Asger Ottar Alstrup wrote:

> Alfredo Braunstein wrote:
>> Amazing review, thanks. On a fast read, I've found that the variant that
>> perfectly fits our edition/CT capabilities is 1-degree, unit cost edit
>> distance. Unfortunately the algorithm cited for this purpose [Sel77,
>> Didn't look at it yet, though.] seems to have time and space complexity
>> of
>> 
>> O(|T1||T2|)
>> 
>> which doesn't seem very practical (and by the way, this seems roughly
>> similar to what you get with string edit distance in which insets are
>> symbols of an extended alphabet with cost of substitution recursively
>> defined as edit distance, using plain Levenshtein algorithm)
> 
> Only X percent of insets will have changed when you compare two
> documents. In a long document, X will be small.
> 
> Therefore, you can probably optimise most of the problem away so that
> complexity will not hurt you. Calculate a SHA-1 of the contents of each
> inset, and use that for initial comparisons, rather than the complete
> list of characters.
> 
> Then complexity is the product of the number of insets squared, which
> shouldn't be to bad.
> 
> After this, you get a reduced list of insets which are changed, and then
> you can rerun the algorithm on the text of those only.

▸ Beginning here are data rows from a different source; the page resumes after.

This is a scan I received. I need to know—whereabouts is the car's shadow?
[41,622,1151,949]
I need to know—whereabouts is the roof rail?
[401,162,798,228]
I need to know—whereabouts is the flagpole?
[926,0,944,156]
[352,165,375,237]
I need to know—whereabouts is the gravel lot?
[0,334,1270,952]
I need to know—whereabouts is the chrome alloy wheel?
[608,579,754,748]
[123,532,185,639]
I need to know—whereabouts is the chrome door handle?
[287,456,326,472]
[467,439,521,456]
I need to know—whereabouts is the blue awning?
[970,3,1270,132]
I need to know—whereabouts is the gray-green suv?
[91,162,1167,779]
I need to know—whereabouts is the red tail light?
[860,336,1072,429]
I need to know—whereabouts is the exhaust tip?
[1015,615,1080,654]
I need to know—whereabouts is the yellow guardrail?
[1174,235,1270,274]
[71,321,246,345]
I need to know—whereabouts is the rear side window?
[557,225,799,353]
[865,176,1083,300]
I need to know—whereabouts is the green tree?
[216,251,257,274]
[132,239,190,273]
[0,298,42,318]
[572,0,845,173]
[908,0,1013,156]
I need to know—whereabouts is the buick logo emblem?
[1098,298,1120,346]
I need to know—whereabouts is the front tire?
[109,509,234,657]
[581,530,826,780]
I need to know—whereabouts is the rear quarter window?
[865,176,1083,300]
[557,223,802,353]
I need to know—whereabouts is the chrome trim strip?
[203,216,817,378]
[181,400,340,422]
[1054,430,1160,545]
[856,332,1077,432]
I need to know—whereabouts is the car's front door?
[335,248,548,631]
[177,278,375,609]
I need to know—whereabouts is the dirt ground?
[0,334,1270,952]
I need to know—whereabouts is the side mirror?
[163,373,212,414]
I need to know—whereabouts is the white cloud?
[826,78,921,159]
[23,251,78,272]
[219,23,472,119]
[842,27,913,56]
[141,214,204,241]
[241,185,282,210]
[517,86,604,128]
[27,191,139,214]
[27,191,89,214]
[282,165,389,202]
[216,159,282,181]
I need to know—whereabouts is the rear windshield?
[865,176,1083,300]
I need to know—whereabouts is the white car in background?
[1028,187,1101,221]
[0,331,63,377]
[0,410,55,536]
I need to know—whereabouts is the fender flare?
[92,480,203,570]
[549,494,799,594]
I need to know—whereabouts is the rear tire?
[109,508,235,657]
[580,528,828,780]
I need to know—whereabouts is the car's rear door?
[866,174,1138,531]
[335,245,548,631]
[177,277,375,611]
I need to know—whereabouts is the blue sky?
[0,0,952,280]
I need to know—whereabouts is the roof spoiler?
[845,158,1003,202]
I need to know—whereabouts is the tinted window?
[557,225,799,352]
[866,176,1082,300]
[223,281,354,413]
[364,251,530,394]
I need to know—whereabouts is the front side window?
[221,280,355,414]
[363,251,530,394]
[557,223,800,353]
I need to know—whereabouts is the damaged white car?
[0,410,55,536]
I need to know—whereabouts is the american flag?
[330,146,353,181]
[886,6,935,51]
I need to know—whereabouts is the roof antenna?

While this seems a nice optimization, I don't think that this really helps.
I don't think that it's comparison between insets that hurts performance:
assume O(1) length of insets and O(N) length of main text (a fairly
reasonable assumption for the UserGuide I'd say). Making the full
comparison table of insets it's probably not hard.

For the records, the UG has 

~215113 chars (wc -c on the .txt export)
~978 inset (grep -c "begin_inset [^Q]" on the UserGuide)

IMO, the problem is the length of the main text, associated with the fact
that the alphabet is not constant (because of insets) and that the
substitution cost is not unit. I didn't find yet an algorithm whose
complexity is substantially less than O(NN') in this situation.